Careful readers will see at once that what Tenet calls "corroboration" is nothing of the sort. But Tenet is not a careful reader — a serious deficiency in a CIA director and a catastrophe for an intelligence organization. Indeed, sloppy analysis and imprecision with evidence got Tenet and the rest of us stuck in a credibility gap that continues to damage our foreign policy.
For years the American intelligence establishment has failed to show meticulous regard for the facts that are essential to its mission. The CIA's assessment that Saddam possessed chemical and biological weapons was only the most recent damaging example. The president, the vice president, Congress and others relied on intelligence produced by Tenet's CIA — and repeated CIA findings that never should have been presented as fact.
When Defense Department officials pressed the CIA to reassess whether Saddam's intelligence service supported terrorists, and had links to al-Qaida, Tenet first resisted, then treated with derision the evidence of such links that CIA analysts had ignored. While he later acknowledged some of that evidence in a letter to then-Sen.

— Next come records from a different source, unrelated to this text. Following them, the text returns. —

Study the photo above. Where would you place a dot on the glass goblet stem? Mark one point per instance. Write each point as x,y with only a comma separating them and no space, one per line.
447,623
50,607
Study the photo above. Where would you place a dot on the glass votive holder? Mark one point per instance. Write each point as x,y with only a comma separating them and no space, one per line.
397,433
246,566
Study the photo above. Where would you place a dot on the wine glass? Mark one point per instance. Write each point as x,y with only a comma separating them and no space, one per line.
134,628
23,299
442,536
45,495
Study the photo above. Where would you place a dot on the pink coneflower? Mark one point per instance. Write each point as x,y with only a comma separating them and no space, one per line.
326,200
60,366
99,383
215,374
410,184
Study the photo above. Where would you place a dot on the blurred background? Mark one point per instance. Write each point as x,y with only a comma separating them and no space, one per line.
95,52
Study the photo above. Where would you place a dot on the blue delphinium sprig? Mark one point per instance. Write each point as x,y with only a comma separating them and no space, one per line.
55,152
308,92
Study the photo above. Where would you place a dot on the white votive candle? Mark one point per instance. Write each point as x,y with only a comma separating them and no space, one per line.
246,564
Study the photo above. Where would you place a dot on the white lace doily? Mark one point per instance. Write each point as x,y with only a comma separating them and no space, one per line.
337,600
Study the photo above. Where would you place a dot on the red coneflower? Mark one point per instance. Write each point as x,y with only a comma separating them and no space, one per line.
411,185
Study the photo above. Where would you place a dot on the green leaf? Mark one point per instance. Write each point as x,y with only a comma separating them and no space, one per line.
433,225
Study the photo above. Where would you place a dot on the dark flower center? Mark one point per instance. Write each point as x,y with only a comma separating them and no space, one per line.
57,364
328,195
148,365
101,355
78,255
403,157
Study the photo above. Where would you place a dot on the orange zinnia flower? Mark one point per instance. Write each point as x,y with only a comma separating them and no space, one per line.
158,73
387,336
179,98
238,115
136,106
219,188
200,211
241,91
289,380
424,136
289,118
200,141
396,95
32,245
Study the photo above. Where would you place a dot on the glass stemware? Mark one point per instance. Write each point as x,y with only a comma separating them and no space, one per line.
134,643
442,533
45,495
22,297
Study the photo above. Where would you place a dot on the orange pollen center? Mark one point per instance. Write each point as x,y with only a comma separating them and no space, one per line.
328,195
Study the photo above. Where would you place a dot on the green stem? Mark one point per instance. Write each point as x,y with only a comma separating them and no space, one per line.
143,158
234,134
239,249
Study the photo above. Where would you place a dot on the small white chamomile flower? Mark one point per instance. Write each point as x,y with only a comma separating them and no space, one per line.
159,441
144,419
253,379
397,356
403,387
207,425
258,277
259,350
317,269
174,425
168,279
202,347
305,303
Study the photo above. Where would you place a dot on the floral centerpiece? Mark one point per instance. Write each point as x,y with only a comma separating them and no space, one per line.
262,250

Bob Graham, D-Fla., he continues to minimize it while targeting critics of the CIA.
But the greatest intelligence failure of the past two decades was the CIA's failure to understand and sound an alarm at the rise of jihadist fundamentalism. It is Wahhabi extremism and the call to holy war against infidels that gave us the perpetrators of Sept. 11 and much of the terrorism that has followed. In his attempts to blame others for CIA shortcomings, Tenet cannot say, "I told the president that our Saudi allies were financing thousands of mosques and schools around the world where a hateful doctrine of holy war and violence was being inculcated in young potential terrorists." Fatefully, the CIA failed to make our leaders aware of the rise of Islamist extremism and the immense danger it posed to the United States.
George Tenet and, more important, our premier intelligence organization managed to find weapons of mass destruction that did not exist while failing to find links to terrorists that did — all while missing completely the rise of Islamist fundamentalism. We have made only a down payment on the price of that failure.
Richard N. Perle was chairman of the Defense Policy Board from 2001 to 2003. He wrote this commentary for The Washington Post.